[8964] in bugtraq
Wiping out setuid programs
daemon@ATHENA.MIT.EDU (D. J. Bernstein)
Wed Jan 6 14:04:55 1999
Date: Wed, 6 Jan 1999 04:07:54 -0000
Reply-To: "D. J. Bernstein" <djb@CR.YP.TO>
From: "D. J. Bernstein" <djb@CR.YP.TO>
To: BUGTRAQ@NETSPACE.ORG
This is a continuation of the ``Why you should avoid world-writable
directories'' thread.
Why do we create setuid programs? Because we need to let users access
particular files in restricted ways. Some traditional examples:
program files
-------------------------
at the at queue
atq the at queue
atrm the at queue
chfn /etc/passwd
chpass /etc/passwd
chsh /etc/passwd
crontab the cron queue
cu serial lines
eject floppy disks
fdformat floppy disks
lock /etc/shadow
lpr the print queue
lprm the print queue
netstat kernel memory
passwd /etc/shadow
ps kernel memory
rlogin low TCP ports
rsh low TCP ports
sendmail the mail queue
talk terminals
tip serial lines
wall terminals
write terminals
In every case the file access could be moved to a non-setuid daemon that
accepts UNIX-domain connections from unprivileged user programs. This
would wipe out a huge number of local security holes.
However, in most cases, the daemon needs to know who it's talking to,
for access control or for accounting. That's why I want a getpeeruid()
routine returning the uid that called connect().
It turns out that Linux 2.1 already supports this feature. You can
implement getpeereuid() and getpeeregid() with a few lines on top of
getsockopt() with SO_PEERCRED. Other systems could easily add support.
A few people have commented that getpeeruid() doesn't give per-packet
uids: if a user connects to the socket, and runs a setuid program, then
the program's input and output will be attributed to the user. So what?

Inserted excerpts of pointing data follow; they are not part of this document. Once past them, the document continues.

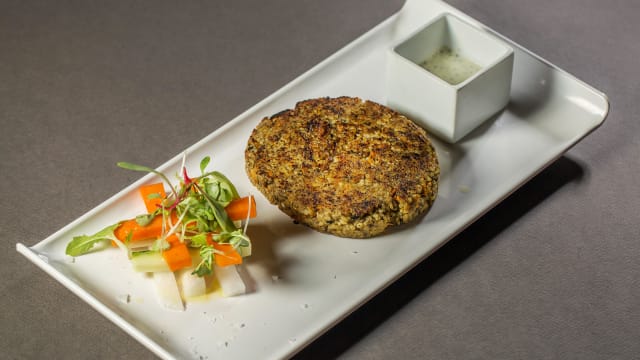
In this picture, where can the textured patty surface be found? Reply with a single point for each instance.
(344, 166)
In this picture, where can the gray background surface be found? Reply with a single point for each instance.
(552, 272)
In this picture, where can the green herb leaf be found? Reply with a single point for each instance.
(203, 163)
(85, 243)
(206, 265)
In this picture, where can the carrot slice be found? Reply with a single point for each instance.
(137, 231)
(152, 195)
(239, 208)
(227, 256)
(177, 256)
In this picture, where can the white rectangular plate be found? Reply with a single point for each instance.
(305, 282)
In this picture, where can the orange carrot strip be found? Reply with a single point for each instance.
(228, 255)
(157, 190)
(238, 209)
(137, 231)
(177, 256)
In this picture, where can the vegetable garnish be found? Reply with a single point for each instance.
(203, 213)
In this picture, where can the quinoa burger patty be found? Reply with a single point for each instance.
(344, 166)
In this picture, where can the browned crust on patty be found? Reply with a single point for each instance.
(344, 166)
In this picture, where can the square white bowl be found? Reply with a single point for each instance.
(449, 111)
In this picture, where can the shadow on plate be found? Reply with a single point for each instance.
(383, 306)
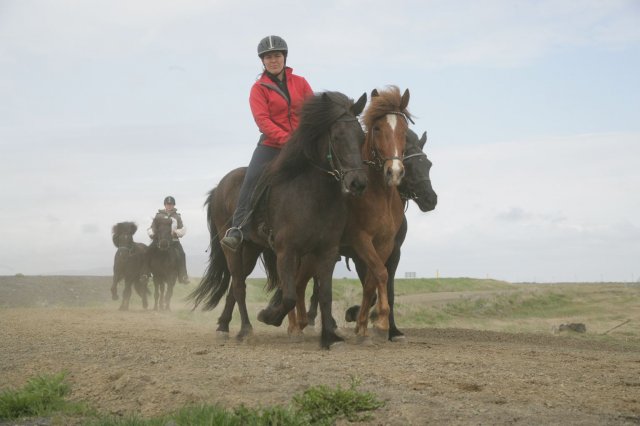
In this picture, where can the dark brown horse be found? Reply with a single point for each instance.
(129, 264)
(163, 261)
(376, 217)
(416, 186)
(301, 218)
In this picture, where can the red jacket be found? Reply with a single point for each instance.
(275, 117)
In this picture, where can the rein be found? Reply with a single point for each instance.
(378, 161)
(412, 195)
(337, 171)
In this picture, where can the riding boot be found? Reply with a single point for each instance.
(233, 238)
(183, 277)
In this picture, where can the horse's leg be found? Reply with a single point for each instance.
(328, 337)
(169, 293)
(141, 288)
(274, 314)
(376, 279)
(351, 314)
(395, 335)
(114, 286)
(162, 287)
(247, 261)
(126, 294)
(239, 289)
(225, 317)
(156, 292)
(313, 304)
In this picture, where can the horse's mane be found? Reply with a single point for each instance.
(389, 100)
(318, 113)
(119, 228)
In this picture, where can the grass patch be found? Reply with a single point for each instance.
(44, 396)
(519, 305)
(41, 396)
(324, 405)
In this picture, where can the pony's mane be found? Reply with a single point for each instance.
(316, 117)
(121, 227)
(389, 100)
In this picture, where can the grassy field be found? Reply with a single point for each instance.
(485, 304)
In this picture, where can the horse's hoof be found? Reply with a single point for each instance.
(364, 340)
(351, 314)
(399, 339)
(380, 333)
(222, 336)
(296, 338)
(265, 317)
(338, 347)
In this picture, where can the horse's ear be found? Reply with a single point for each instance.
(405, 100)
(358, 107)
(423, 140)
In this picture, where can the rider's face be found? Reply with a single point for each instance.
(273, 62)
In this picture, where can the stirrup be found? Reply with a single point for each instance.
(232, 242)
(234, 228)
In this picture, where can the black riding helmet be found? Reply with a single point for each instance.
(272, 44)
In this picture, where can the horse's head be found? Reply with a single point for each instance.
(122, 235)
(346, 138)
(330, 137)
(416, 184)
(163, 227)
(386, 121)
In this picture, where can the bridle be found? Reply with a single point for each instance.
(377, 161)
(128, 247)
(338, 172)
(412, 195)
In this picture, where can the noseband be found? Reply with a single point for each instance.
(337, 171)
(378, 160)
(412, 195)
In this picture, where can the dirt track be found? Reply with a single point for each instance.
(152, 363)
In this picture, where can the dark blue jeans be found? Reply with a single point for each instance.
(262, 156)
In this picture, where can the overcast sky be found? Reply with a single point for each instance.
(532, 110)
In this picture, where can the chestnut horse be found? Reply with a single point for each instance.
(375, 218)
(163, 260)
(416, 186)
(129, 264)
(300, 217)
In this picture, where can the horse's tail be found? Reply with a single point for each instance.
(215, 282)
(269, 261)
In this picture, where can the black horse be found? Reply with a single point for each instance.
(300, 219)
(163, 260)
(129, 264)
(416, 186)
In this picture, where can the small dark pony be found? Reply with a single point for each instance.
(163, 260)
(416, 186)
(299, 222)
(129, 264)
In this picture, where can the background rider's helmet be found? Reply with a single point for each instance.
(272, 44)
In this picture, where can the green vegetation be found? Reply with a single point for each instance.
(44, 396)
(41, 396)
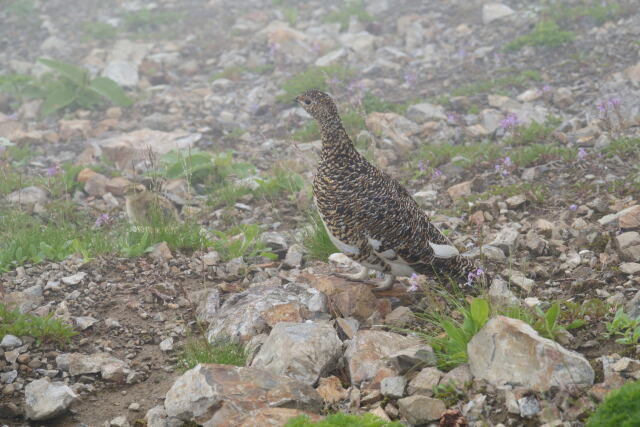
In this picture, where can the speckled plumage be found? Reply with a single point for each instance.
(370, 216)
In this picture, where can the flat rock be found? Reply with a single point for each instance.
(28, 196)
(495, 11)
(367, 351)
(420, 410)
(425, 381)
(302, 351)
(45, 399)
(244, 315)
(509, 351)
(212, 394)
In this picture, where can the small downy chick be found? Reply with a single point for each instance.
(145, 207)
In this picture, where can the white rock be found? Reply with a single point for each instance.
(495, 11)
(509, 351)
(122, 72)
(303, 351)
(45, 400)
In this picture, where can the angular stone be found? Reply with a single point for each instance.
(367, 351)
(460, 190)
(350, 298)
(331, 390)
(393, 386)
(211, 394)
(425, 381)
(420, 410)
(507, 240)
(424, 112)
(45, 399)
(509, 351)
(242, 315)
(302, 351)
(495, 11)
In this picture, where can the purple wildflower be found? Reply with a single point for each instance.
(413, 282)
(103, 219)
(53, 170)
(410, 78)
(473, 275)
(510, 122)
(582, 154)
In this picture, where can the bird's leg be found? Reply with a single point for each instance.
(386, 284)
(360, 276)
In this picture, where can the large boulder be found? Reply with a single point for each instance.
(303, 351)
(509, 351)
(213, 394)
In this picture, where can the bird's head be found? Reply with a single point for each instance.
(318, 104)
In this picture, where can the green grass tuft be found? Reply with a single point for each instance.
(342, 420)
(621, 408)
(546, 33)
(43, 329)
(223, 351)
(316, 239)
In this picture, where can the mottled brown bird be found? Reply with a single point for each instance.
(370, 217)
(145, 207)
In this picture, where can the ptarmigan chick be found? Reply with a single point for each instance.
(145, 207)
(370, 217)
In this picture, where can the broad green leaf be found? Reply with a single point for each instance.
(58, 98)
(110, 90)
(74, 73)
(552, 314)
(479, 311)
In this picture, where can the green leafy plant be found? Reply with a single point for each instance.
(43, 329)
(620, 408)
(241, 241)
(450, 345)
(342, 420)
(545, 33)
(222, 350)
(626, 326)
(74, 86)
(316, 239)
(349, 8)
(312, 78)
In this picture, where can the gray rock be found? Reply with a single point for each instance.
(507, 240)
(45, 399)
(425, 381)
(393, 386)
(166, 344)
(424, 112)
(294, 256)
(411, 357)
(495, 11)
(242, 315)
(10, 342)
(420, 410)
(213, 394)
(529, 406)
(28, 196)
(122, 72)
(302, 351)
(367, 351)
(80, 364)
(509, 351)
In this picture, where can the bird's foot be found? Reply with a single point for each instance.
(361, 276)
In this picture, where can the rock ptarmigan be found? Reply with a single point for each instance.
(369, 216)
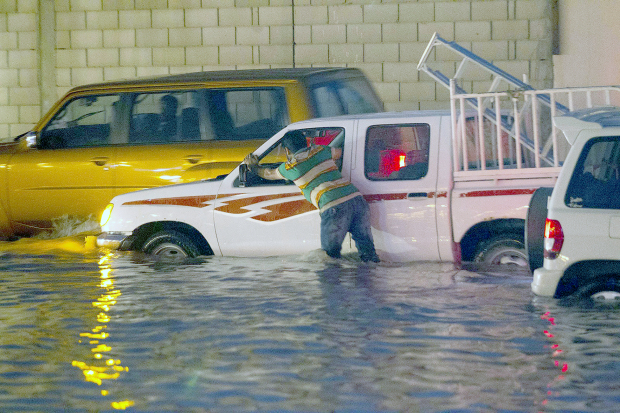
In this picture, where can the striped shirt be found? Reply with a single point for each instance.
(314, 171)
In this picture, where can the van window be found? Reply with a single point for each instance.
(83, 122)
(397, 152)
(344, 97)
(596, 179)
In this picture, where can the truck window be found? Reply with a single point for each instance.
(82, 122)
(344, 97)
(397, 152)
(595, 182)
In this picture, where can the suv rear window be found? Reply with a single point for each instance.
(596, 179)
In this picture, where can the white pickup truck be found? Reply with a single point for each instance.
(451, 185)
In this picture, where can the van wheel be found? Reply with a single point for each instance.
(535, 227)
(502, 250)
(604, 291)
(171, 245)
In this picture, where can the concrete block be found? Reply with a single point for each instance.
(491, 50)
(400, 32)
(236, 55)
(22, 59)
(276, 55)
(9, 77)
(116, 4)
(235, 17)
(9, 114)
(310, 15)
(151, 4)
(388, 92)
(136, 56)
(84, 76)
(85, 5)
(489, 10)
(417, 91)
(134, 19)
(185, 37)
(27, 40)
(83, 39)
(119, 38)
(363, 33)
(426, 30)
(346, 14)
(416, 12)
(380, 13)
(29, 114)
(531, 9)
(203, 55)
(28, 77)
(452, 11)
(329, 33)
(275, 16)
(151, 71)
(70, 21)
(217, 36)
(346, 53)
(118, 73)
(472, 31)
(509, 29)
(163, 19)
(280, 35)
(400, 72)
(200, 17)
(253, 35)
(311, 54)
(381, 52)
(101, 20)
(168, 56)
(151, 37)
(8, 40)
(102, 57)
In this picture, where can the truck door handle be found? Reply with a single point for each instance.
(193, 158)
(100, 160)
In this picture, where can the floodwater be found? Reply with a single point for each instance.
(87, 330)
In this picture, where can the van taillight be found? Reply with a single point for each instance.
(554, 238)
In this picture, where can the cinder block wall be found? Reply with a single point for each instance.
(100, 40)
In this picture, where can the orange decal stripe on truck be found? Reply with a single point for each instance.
(497, 192)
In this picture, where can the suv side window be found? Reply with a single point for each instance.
(83, 122)
(595, 182)
(397, 152)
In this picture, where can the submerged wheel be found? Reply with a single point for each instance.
(502, 250)
(171, 245)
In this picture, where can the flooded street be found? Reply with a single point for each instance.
(83, 329)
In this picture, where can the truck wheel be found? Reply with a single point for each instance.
(502, 250)
(535, 227)
(604, 291)
(170, 245)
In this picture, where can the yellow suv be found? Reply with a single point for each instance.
(106, 139)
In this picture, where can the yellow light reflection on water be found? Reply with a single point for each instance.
(111, 368)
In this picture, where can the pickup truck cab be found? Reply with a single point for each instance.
(105, 139)
(401, 162)
(582, 228)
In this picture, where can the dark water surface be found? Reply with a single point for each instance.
(82, 329)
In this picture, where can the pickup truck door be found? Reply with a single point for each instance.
(395, 167)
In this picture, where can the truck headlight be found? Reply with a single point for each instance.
(105, 216)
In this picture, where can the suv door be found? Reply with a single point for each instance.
(395, 169)
(73, 160)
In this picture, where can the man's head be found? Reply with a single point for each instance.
(294, 141)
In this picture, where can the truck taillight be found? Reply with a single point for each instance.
(554, 238)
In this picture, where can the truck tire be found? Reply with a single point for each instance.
(535, 227)
(505, 249)
(171, 245)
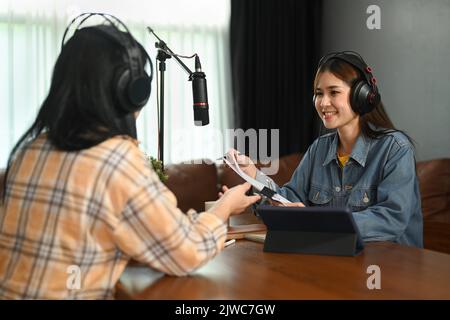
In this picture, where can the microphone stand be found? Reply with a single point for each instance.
(164, 53)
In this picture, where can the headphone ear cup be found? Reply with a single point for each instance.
(122, 80)
(360, 98)
(139, 90)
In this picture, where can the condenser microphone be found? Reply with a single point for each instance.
(200, 95)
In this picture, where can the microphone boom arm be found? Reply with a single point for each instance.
(163, 46)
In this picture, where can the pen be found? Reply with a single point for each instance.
(229, 242)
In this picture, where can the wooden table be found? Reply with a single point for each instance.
(244, 271)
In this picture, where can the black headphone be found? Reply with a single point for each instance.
(364, 95)
(132, 83)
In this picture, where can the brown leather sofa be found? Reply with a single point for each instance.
(193, 184)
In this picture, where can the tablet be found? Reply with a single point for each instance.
(310, 230)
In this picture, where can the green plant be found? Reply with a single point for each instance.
(157, 165)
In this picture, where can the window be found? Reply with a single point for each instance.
(30, 38)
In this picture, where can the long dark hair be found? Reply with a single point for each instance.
(378, 117)
(81, 108)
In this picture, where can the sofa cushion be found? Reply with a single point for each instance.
(434, 181)
(193, 184)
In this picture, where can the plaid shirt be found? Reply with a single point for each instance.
(72, 216)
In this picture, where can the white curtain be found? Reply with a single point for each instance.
(30, 39)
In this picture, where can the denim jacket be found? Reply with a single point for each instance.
(378, 183)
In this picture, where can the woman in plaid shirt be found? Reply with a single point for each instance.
(79, 192)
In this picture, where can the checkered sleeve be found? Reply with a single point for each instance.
(154, 231)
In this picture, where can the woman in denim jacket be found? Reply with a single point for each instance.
(365, 163)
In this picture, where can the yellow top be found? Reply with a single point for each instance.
(343, 159)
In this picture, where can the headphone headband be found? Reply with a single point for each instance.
(133, 84)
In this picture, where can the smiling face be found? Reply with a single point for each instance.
(332, 102)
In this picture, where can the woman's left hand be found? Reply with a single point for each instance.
(292, 204)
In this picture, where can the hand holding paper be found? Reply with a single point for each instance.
(230, 160)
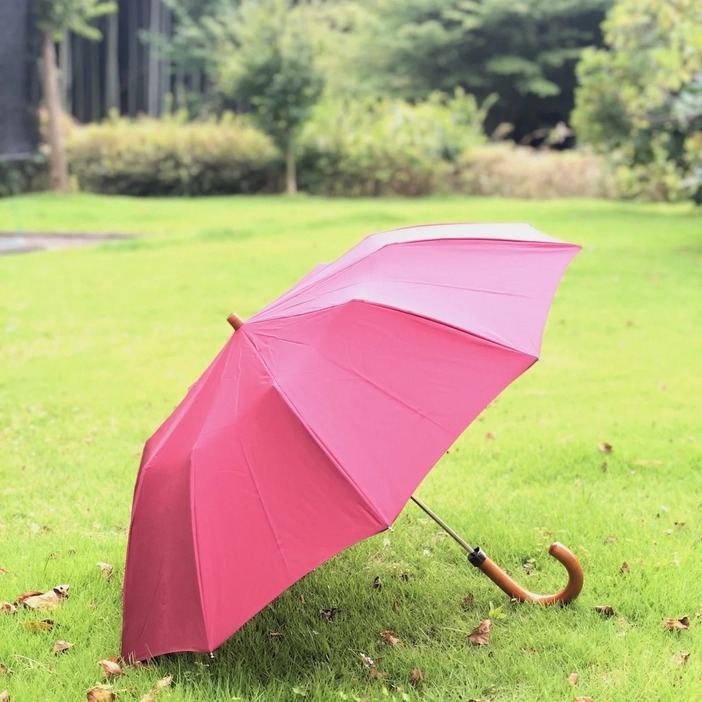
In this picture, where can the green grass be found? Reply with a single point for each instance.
(99, 344)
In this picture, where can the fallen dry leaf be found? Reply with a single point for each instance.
(480, 636)
(45, 600)
(676, 624)
(682, 657)
(61, 646)
(606, 610)
(162, 684)
(106, 568)
(100, 693)
(33, 593)
(389, 637)
(111, 668)
(416, 677)
(42, 625)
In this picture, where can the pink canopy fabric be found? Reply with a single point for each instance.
(321, 415)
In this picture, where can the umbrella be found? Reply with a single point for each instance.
(320, 416)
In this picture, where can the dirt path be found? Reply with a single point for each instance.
(27, 242)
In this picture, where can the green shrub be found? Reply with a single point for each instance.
(170, 157)
(387, 147)
(508, 170)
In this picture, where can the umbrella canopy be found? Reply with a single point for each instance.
(321, 415)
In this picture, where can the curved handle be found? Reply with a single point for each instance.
(509, 586)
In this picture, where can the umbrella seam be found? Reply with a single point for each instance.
(556, 244)
(286, 398)
(402, 311)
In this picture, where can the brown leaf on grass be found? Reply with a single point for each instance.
(111, 668)
(61, 647)
(480, 636)
(32, 593)
(45, 600)
(676, 624)
(416, 677)
(100, 693)
(106, 568)
(389, 637)
(682, 657)
(162, 684)
(42, 625)
(605, 610)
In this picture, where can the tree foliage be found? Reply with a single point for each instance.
(57, 16)
(523, 50)
(640, 98)
(266, 59)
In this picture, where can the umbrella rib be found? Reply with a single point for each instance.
(309, 286)
(286, 398)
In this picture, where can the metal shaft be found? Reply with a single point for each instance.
(464, 544)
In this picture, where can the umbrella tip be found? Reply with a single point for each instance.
(235, 321)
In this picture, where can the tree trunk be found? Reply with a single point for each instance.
(59, 168)
(112, 64)
(290, 171)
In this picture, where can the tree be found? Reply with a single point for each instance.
(53, 18)
(525, 51)
(266, 60)
(640, 98)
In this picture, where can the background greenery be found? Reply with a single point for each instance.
(365, 99)
(99, 344)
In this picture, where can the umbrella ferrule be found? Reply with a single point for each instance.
(476, 557)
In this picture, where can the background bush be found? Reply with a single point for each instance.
(509, 170)
(388, 147)
(171, 157)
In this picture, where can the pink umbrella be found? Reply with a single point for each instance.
(321, 415)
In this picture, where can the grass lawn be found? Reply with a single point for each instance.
(99, 344)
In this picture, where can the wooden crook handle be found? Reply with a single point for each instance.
(515, 591)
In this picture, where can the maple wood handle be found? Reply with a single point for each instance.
(515, 591)
(235, 321)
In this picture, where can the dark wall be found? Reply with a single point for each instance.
(18, 94)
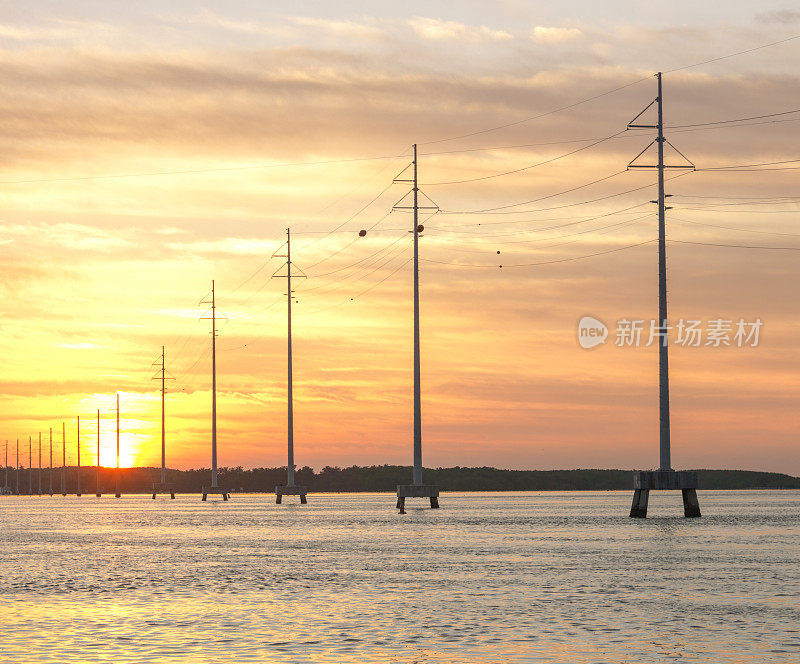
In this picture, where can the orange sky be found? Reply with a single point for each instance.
(202, 114)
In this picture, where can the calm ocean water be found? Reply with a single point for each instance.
(516, 577)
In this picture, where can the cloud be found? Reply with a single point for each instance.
(555, 35)
(350, 29)
(438, 30)
(782, 16)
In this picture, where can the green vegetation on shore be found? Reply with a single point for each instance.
(385, 478)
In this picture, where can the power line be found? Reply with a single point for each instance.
(200, 171)
(526, 168)
(499, 210)
(550, 262)
(718, 122)
(540, 115)
(732, 55)
(736, 246)
(763, 163)
(734, 228)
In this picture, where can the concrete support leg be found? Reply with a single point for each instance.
(691, 506)
(639, 505)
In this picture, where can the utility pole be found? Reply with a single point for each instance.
(416, 488)
(97, 472)
(78, 446)
(214, 488)
(51, 461)
(117, 494)
(63, 459)
(290, 489)
(665, 477)
(163, 486)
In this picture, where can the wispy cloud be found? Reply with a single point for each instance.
(439, 30)
(547, 35)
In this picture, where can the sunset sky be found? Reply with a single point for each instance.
(150, 147)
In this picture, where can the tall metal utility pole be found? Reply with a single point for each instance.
(51, 461)
(214, 488)
(78, 470)
(290, 489)
(163, 486)
(40, 463)
(63, 459)
(664, 477)
(417, 488)
(117, 494)
(97, 471)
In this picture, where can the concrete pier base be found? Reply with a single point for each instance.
(158, 487)
(664, 480)
(281, 491)
(691, 506)
(404, 491)
(215, 490)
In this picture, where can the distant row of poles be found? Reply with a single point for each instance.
(7, 490)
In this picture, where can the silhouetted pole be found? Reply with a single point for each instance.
(63, 459)
(664, 478)
(214, 488)
(213, 387)
(663, 360)
(117, 494)
(97, 472)
(78, 446)
(163, 417)
(290, 409)
(417, 390)
(51, 461)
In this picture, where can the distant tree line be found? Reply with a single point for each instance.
(381, 478)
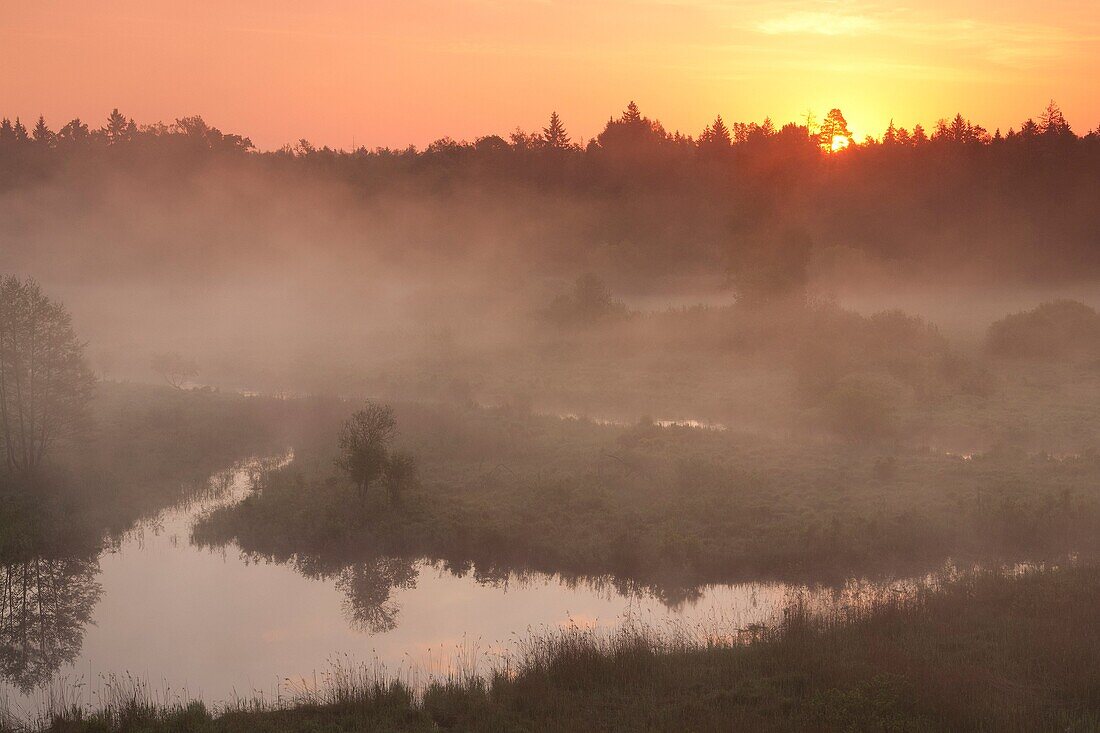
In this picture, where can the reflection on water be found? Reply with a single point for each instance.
(369, 588)
(222, 625)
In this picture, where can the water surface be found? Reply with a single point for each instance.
(217, 625)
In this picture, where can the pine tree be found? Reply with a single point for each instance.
(554, 135)
(834, 129)
(116, 130)
(719, 133)
(890, 137)
(1052, 121)
(42, 134)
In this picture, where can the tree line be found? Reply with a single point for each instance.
(638, 201)
(630, 129)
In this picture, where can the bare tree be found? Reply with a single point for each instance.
(364, 444)
(174, 369)
(45, 383)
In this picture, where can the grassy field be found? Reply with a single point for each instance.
(988, 652)
(144, 448)
(667, 506)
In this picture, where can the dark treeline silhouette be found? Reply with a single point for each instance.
(950, 197)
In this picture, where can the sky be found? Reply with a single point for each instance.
(344, 73)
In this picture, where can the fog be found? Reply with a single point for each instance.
(512, 411)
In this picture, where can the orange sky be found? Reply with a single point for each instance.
(411, 70)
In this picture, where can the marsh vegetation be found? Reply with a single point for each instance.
(576, 398)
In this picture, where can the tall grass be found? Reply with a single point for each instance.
(985, 651)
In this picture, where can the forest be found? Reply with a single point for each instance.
(785, 429)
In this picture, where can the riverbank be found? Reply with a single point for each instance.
(986, 652)
(144, 448)
(671, 507)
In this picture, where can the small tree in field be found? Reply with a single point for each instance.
(364, 444)
(45, 383)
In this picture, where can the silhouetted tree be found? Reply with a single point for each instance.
(833, 130)
(118, 129)
(74, 132)
(45, 605)
(45, 383)
(42, 134)
(364, 444)
(20, 131)
(715, 135)
(554, 135)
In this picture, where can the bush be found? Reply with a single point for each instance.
(1048, 331)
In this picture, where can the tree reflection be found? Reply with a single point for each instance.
(369, 587)
(44, 608)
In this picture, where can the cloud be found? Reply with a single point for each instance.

The user could just as easily have run "cat | thesetuidprogram | cat",
and he really does own the cat processes.
Anyway, I've set up a web page discussing various IPC mechanisms from
the writing-daemons-that-manage-restricted-files point of view:
http://pobox.com/~djb/docs/secureipc.html
Please let me know if you have any updates.